The Brisbane-based, third generation loss adjuster was responding to a question from Insurance Business. IB asked about the insurance industry’s well known image problem and if that impacts his firm’s recruitment efforts?
Wicht, like some other industry stakeholders, believes the industry has turned a corner.
“I think that’s starting to generate more awareness of the industry and attract a more diverse range of candidates to our industry,” he said. “We’re on the right track.”
Wicht’s firm is running its trainee scheme for the second year.
“I think the loss adjusting industry has a very important role to play in providing that on the job training, which is critical to the success, I think, of the role,” he said.
Wicht said the loss adjusting industry is “well supported” by AICLA and ANZIIF education programs and this aims to complement those programs.
 McLarens is taking on eight trainees this year – twice the number of 2022’s intake, said Wicht.
“We’ve also expanded the lines of business,” he said. “In 2022, we were focusing on the property line of business and we’ve expanded that to forensic accounting and construction for 2023.”
The 12-month training program, said Wicht, is very structured.
“I think that has been part of our success,” he said.
The firm has recruited trainees since 2019 but with the assistance of an HR partner, the program, he said, is now much more structured.
“We specifically recruited a strategic human resources professional whose focus has been on developing the framework for our career and learning pathways,” he said. “That includes integrating the AICLA and ANZIIF educational programs to support the extensive on the job training in complex claims that we provide.”
The latest intake of eight trainees – double the intake in 2022 – started in April.
“We brought them all together for a two day, get to know each other and introduction to the business and induction program,” said Wicht. “One of the key elements of the training program is one-on-one extensive training covering all of the elements of the loss adjusting role in the claims process, which is very much on the job training.”
Wicht said this involves shadowing a senior person five days a week.
“The other thing is that a team approach to this program has been integral to its success,” he said. “Not all of our loss adjusters are supervising trainees, however, all of our loss adjusters are involved in the traineeship program, whether that’s by way of additional learning opportunities, lunch and learns – we cover those off once a month.”
Wicht said all parts of the business are involved in their traineeship program.
“I think the approach that McLarens is taking to the traineeship program is a unique approach,” he said. “The training is specifically targeted to the area of the business that we operate in, which is the major and complex claims space.”

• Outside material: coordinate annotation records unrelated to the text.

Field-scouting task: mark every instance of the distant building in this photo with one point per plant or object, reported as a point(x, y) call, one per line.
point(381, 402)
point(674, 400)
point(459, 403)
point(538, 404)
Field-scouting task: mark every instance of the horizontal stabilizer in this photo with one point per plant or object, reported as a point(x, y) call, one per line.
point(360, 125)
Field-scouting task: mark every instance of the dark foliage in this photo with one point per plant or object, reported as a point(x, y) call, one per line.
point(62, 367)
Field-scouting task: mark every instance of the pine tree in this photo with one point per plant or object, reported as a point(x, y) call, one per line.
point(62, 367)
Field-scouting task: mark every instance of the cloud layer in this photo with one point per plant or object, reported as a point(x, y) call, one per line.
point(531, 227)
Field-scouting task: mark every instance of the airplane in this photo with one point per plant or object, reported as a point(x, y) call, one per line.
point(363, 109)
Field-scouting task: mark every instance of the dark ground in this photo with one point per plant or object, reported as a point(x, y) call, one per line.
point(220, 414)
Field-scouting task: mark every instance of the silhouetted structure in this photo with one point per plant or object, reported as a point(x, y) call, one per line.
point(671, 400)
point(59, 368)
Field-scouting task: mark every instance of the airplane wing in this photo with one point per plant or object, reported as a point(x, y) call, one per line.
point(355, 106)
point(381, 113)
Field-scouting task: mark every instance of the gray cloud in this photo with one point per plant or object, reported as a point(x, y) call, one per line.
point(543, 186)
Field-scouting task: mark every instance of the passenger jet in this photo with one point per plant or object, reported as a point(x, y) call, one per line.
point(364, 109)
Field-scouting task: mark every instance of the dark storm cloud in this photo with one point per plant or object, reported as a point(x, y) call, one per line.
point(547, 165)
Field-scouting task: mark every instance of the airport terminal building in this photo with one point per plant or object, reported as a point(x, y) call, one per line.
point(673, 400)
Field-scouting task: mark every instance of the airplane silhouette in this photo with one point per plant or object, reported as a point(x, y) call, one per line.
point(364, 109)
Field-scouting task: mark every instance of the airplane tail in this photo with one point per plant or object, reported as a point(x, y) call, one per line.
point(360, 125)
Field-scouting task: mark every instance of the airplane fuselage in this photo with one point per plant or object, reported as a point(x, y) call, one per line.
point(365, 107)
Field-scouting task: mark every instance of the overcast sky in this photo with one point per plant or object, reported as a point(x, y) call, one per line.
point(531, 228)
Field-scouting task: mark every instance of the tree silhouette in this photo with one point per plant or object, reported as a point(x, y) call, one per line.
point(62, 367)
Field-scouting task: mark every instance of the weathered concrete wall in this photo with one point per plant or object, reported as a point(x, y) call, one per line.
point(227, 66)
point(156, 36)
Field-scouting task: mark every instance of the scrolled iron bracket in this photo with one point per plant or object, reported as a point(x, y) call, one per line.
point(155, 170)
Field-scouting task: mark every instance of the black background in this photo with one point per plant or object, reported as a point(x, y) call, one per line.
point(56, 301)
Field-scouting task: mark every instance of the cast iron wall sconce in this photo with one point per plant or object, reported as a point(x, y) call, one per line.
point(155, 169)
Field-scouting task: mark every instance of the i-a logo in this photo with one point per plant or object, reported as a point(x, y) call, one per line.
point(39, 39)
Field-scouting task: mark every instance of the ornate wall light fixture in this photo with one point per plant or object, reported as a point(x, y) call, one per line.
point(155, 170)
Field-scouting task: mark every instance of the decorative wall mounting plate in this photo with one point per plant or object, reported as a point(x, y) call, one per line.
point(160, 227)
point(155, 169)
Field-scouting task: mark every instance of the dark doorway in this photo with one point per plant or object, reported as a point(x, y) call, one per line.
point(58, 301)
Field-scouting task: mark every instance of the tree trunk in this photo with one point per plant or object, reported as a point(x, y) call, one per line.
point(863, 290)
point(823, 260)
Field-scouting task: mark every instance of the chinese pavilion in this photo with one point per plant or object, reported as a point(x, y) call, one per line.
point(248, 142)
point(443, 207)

He said, in the past, many loss adjusters developed their skills by adjusting in a high-volume, low value claims environment and progressed in that manner.
“Our training program required a different approach because we operate in that complex and large loss claims arena,” said Wicht.

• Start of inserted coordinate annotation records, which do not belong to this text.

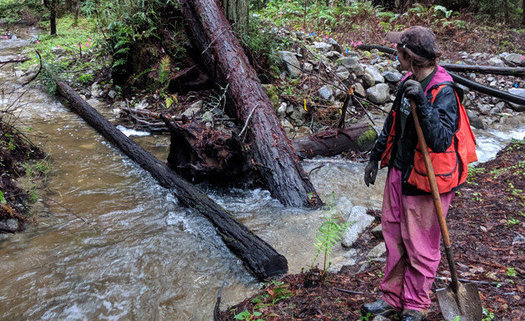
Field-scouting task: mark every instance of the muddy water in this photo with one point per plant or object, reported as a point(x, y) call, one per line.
point(112, 245)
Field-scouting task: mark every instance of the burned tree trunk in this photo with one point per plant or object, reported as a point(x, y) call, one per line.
point(223, 56)
point(335, 141)
point(199, 153)
point(259, 257)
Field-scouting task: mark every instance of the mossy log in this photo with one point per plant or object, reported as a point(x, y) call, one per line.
point(259, 257)
point(226, 62)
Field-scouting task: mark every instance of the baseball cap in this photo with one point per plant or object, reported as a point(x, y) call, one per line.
point(418, 39)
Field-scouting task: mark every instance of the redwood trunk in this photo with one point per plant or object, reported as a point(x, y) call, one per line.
point(260, 258)
point(272, 151)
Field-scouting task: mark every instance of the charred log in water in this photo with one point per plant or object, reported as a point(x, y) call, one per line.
point(259, 257)
point(225, 60)
point(199, 153)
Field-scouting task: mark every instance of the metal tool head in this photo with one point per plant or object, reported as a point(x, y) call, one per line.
point(465, 303)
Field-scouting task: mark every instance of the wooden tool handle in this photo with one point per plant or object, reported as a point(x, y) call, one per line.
point(435, 195)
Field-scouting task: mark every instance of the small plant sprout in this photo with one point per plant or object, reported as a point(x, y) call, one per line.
point(328, 234)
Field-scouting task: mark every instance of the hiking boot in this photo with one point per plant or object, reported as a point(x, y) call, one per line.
point(413, 315)
point(379, 307)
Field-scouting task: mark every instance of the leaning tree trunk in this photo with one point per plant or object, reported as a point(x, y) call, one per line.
point(272, 151)
point(238, 12)
point(259, 257)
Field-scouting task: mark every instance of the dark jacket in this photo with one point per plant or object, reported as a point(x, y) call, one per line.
point(439, 121)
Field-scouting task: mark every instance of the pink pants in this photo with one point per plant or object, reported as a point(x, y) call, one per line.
point(412, 237)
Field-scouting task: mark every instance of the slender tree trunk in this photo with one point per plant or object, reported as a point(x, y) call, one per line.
point(272, 151)
point(237, 12)
point(53, 17)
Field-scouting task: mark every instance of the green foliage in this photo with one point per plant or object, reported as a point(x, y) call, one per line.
point(328, 234)
point(246, 315)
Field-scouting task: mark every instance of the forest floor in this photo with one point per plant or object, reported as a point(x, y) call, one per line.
point(487, 227)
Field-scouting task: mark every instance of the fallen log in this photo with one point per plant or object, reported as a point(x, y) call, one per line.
point(258, 256)
point(509, 71)
point(226, 62)
point(335, 141)
point(488, 90)
point(464, 81)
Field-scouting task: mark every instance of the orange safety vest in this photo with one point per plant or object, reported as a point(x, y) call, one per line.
point(450, 166)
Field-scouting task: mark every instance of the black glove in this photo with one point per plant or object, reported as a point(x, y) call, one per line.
point(371, 172)
point(414, 92)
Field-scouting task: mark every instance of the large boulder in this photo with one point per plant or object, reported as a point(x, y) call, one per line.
point(379, 93)
point(322, 46)
point(292, 64)
point(326, 92)
point(518, 92)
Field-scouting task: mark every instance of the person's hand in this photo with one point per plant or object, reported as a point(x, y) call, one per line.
point(371, 172)
point(414, 92)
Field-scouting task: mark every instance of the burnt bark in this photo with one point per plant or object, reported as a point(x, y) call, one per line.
point(335, 141)
point(199, 153)
point(225, 60)
point(259, 257)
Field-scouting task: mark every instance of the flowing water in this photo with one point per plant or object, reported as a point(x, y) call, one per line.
point(110, 244)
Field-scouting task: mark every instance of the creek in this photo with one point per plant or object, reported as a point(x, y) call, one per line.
point(110, 244)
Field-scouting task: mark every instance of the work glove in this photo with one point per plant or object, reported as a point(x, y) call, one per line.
point(371, 172)
point(414, 92)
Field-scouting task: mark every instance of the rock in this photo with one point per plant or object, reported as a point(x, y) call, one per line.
point(371, 70)
point(349, 62)
point(271, 92)
point(333, 55)
point(298, 115)
point(377, 232)
point(377, 251)
point(194, 109)
point(379, 93)
point(335, 45)
point(518, 92)
point(518, 239)
point(359, 89)
point(360, 221)
point(288, 127)
point(292, 64)
point(342, 73)
point(369, 80)
point(514, 60)
point(498, 108)
point(12, 224)
point(308, 67)
point(326, 92)
point(112, 94)
point(322, 46)
point(392, 77)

He said clients have “embraced the program too.”
Candidates in the current training program come from diverse backgrounds.
“We use a number of resources from word of mouth to job boards that connect us to graduates,” said Wicht. “We’ve attracted candidates with various skills, degrees in law, engineering, accounting and also people from within the industry with backgrounds in broking and claims.”
Wicht said the diversity of a loss adjusting career means that many different skills are relevant. He said their traineeship program “presents a very unique opportunity” to match the skills of the candidates – either from previous education or work – with the “experience they have already gleaned.”
He suggested that their traineeship scheme is starting to make small inroads into the industry’s decades-old aging workforce challenges.
“The generation gap has been a topic of discussion for some time in the loss adjusting profession,” said Wicht.
Loss adjusting roles right across McLaren’s business, he said, are currently in high demand.

“I think many factors are influencing the need for loss adjusters such as the growth of insurance in developing areas and the recent natural weather events and future predictions have highlighted that demand will continue,” said Wicht.
He said he expects this demand to continue.
According to its website, McLaren’s Australasia based division focuses on, casualty, construction and natural resources, forensic accounting, property, marine and aviation.
A McLaren’s media release said the firm’s revenue in Australia grew by 25% this year. The release also said the business has grown from one staff member in 2014, when McLarens re-entered the local market, to more than 120 this year.